I see the oasis too, but a field of hairgrass would ruin that view as well as the idea of an island. You keep trying to change it into a hill in a pasture or something. Don't worry Robert, we don't expect you to 'get' everything. :wink: 

Maybe dark blue gravel and a sky blue background with some puffy light areas to represent clouds...... 

:doubt: 

maybe not


----------



## Phil Edwards (Jan 22, 2004)

Robert,

There's no need to be sorry. Art is viewed differently by every person who looks at it and every view is valid. That's what's so great about it! Your views of an oasis and/or pasture describe it well also. One of the things I see every time I look at this tank is one of those huge Oaks growing alone in the middle of a field. That's certainly not an island in the literal sense, but it is a strong structure in the middle of an otherwise empty plane. 

Best,
Phil


----------



## Gomer (Feb 2, 2004)

> Maybe dark blue gravel and a sky blue background with some puffy light areas to represent clouds......

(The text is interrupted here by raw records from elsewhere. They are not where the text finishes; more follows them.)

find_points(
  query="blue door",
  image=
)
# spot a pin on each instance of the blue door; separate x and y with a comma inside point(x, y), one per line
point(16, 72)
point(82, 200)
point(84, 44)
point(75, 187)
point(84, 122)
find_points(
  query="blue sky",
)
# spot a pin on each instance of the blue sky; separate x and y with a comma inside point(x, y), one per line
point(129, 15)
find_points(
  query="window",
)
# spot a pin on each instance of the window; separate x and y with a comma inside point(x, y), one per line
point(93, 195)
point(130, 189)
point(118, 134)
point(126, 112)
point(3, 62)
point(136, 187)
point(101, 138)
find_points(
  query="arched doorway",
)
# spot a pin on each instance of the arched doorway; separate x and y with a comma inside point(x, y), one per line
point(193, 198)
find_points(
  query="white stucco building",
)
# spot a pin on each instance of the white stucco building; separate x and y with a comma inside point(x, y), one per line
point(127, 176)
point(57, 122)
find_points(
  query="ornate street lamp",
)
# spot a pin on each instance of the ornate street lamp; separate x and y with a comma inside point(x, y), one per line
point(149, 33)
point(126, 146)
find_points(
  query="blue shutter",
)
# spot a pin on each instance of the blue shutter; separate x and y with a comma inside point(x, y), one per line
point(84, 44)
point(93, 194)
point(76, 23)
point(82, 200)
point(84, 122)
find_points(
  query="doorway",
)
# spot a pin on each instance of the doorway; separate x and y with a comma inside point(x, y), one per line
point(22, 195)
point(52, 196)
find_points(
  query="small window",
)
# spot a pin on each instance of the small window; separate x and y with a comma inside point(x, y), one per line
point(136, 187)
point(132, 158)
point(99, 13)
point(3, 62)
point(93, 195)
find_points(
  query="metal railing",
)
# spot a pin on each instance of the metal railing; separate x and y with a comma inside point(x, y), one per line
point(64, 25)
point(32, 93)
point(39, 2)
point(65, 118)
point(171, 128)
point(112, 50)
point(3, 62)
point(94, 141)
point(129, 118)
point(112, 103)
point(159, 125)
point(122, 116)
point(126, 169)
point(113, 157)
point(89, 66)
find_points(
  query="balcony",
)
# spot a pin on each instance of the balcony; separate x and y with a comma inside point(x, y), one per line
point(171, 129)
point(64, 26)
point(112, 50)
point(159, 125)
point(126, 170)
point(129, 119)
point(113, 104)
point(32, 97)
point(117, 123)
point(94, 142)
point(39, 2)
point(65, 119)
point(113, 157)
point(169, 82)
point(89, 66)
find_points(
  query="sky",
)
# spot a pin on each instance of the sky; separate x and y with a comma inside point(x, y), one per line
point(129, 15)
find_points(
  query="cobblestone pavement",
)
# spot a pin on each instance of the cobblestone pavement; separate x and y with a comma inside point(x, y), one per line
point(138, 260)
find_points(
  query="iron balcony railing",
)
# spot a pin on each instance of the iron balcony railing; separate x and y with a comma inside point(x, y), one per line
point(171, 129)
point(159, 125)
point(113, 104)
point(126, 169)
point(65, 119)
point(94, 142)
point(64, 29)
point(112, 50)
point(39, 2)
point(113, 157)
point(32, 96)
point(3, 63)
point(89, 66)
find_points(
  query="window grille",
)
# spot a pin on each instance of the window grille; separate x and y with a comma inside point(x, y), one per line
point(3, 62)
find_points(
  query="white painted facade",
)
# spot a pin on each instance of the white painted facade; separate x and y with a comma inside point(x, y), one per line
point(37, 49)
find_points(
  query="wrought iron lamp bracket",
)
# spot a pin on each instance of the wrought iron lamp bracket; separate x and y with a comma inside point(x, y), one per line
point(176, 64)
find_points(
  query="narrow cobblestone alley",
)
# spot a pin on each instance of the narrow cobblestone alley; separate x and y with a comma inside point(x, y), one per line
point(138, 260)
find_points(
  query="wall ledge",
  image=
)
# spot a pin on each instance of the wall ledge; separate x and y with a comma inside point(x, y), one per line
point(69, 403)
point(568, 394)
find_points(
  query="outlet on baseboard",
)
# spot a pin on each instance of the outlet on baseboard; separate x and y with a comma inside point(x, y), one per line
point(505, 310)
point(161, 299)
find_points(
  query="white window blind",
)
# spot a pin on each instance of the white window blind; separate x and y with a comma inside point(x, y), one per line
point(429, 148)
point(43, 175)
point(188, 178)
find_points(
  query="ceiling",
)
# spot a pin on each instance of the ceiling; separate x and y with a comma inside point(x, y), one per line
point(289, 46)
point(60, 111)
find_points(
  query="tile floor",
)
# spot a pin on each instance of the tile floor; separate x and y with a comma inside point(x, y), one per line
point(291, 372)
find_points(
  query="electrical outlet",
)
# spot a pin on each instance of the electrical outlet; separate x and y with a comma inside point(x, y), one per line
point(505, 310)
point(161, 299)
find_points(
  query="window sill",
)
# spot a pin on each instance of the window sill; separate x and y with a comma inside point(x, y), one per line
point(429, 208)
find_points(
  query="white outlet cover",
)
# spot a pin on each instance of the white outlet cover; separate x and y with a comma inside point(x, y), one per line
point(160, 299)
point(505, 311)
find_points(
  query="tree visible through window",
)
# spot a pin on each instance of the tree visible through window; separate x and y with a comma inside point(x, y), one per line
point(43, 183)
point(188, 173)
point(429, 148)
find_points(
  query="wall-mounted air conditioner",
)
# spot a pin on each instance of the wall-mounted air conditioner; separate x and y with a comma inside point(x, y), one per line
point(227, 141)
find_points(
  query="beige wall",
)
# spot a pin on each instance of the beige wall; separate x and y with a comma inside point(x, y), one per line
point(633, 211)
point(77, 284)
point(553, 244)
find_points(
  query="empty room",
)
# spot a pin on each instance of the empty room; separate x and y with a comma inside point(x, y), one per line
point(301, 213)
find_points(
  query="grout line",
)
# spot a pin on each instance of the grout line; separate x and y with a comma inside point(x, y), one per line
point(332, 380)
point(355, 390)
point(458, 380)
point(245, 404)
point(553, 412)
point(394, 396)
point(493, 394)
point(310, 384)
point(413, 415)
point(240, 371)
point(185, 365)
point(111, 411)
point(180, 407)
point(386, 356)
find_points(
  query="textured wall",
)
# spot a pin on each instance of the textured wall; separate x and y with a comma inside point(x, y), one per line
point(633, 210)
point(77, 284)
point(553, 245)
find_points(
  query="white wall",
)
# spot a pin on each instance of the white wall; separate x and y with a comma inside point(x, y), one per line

PINK GRAVEL!!!!! ...cotton candy pink is the only way to go 

While not a constructive/destructive criticism, I must say that I too really enjoyed this piece of artistry in the last AGA contest. Fresh ideas aren't often executed well IMO, but this one definate is


----------



## Robert Hudson (Feb 5, 2004)

I get it! Honestly I do. I guess I just don't appreaciate it. I will say one thing, Ricky appears to be the first person seriously trying to incorporate abstract and symbolic art into the aquarium. I am just more of a traditionilist I suppose.

There would be more sutle ways of emphasising the island and still make it more natural looking. Instead of a bare substrate there could be an array of rocks and wood intermixed with little sparse tufts of hairgrass or something along that line. It is engaging to look at though. Every time I go back and look at it I see something I hadn't noticed before.

The japanese one that Carlos shows above I am not real crazy about either, but it looks more natural. Even with bare substrate showing.


----------



## Ben Belton (Mar 14, 2004)

This tank was the wallpaper on my computer for about a year. It's amazing, and Jeff beat me to all the things I would say about it. 

When you look at a design by a famous architect, you don't say, "That doesn't remind me of anything I know, therefore I don't like it." You look at if for the form, layout, shape, use of space, contrast, and other design/stylistic components. Same with this aquascape. The proportions, shadows, highlights, and other elements make you want to look at it all day. It's outta the box... the glass box  

This tank looks just as good in person too which is hard to achieve. You can see the flaws of many aquascapes (like mine) when you're standing at the glass. Hehehe... this tank is dry at the moment. Ricky has taken the black rim off and trying to make an open top tank. Not sure what he will do next.


----------